I know that the Great Whities were out there, nearby to us in this “Lost
Coast” wilderness. We had it lucky: We arrived without the presence of
other surfers, though some came and went while we were there. A couple
of them we only saw in the water once, and more were just coming in at
the end of a diminishing swell with none other forecasted. That was
strange, especially given the work it took to get out there, and staying
warm and dry. Once, a gust of wind threw the tent stakes in the sand
into my face, then the immediate next gust somersaulted me inside the
tent onto my back and the tent upside down on me with crashed tent poles!

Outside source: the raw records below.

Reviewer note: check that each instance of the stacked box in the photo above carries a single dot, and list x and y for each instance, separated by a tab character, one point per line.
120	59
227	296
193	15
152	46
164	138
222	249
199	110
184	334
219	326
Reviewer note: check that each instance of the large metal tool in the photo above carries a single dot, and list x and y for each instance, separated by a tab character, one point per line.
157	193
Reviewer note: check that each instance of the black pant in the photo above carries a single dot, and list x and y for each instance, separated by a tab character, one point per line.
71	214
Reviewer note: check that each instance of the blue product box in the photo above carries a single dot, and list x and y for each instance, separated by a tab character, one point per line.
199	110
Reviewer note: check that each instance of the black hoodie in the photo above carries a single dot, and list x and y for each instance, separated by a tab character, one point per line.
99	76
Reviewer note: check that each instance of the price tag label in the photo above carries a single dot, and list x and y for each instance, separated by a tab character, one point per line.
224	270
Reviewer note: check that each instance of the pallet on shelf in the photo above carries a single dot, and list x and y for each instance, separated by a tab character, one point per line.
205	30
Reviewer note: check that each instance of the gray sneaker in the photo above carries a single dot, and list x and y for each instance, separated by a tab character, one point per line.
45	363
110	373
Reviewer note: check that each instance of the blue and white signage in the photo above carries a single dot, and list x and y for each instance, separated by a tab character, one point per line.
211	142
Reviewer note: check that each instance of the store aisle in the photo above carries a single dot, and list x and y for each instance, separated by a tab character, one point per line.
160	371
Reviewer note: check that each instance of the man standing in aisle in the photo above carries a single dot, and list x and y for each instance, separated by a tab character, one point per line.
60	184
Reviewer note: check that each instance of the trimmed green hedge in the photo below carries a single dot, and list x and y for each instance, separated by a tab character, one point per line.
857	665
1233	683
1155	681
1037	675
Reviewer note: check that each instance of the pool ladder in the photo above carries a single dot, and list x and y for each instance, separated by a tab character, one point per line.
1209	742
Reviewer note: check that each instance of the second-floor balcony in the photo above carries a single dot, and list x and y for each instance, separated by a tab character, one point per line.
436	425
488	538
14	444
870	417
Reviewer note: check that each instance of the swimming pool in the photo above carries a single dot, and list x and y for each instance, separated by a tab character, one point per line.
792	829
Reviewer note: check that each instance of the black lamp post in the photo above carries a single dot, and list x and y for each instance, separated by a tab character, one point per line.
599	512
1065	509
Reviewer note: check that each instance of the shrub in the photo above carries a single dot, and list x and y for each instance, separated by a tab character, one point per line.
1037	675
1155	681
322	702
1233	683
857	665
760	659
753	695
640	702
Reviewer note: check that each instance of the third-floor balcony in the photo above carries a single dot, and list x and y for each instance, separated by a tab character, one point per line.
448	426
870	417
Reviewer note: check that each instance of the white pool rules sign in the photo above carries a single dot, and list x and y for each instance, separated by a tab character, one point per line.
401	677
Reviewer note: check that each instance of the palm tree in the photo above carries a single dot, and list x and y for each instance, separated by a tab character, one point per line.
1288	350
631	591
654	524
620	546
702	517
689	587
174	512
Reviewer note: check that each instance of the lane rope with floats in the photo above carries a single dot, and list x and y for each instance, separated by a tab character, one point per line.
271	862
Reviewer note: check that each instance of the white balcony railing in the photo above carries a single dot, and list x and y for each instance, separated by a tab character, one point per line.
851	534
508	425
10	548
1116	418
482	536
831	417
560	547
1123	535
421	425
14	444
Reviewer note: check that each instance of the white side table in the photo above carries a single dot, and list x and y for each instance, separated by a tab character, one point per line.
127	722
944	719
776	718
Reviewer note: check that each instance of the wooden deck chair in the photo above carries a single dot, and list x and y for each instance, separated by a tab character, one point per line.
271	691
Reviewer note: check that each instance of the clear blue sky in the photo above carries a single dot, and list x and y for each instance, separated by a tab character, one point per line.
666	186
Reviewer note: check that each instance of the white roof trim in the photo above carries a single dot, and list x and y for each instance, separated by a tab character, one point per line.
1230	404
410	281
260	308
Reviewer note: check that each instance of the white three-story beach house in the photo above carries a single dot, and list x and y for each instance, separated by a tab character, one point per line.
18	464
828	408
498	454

We stretched our food out and ate skinny, to stay longer for the swell,
with hopes for bluebird days. We got it, we got the best serving of all
who came to Big Flats. The hike back a week from our beginning was cake
not having to carry any food but for one food bar, but my shoe got wet
from my foot slipping off a rock that wobbled while crossing a creek
with my heavy pack and board strapped on, this time vertically, and much
easier on the center of balance.
For a couple of days since returning I have been a bit melancholy,
missing the raw, beautiful nature, the solitude surfing, and the absence
of B.S. out in a rugged environment. And missing my good buddies Gabe
and the bears.
The pictures of the paddle surfing are from Kayak Surf Nationals, at
home at Davenport Beach near Santa Cruz; and the US Waveski Nationals in
Ventura, the two weekends prior to the awesome surf trip. I got a
second in both contests, but they were contests a
gainst myself because
there were not enough women competing (second out of 6 and 3). I still
hold second place in the World for women’s kayak surfing, out of 26
women, won in Basque Country, Spain last October.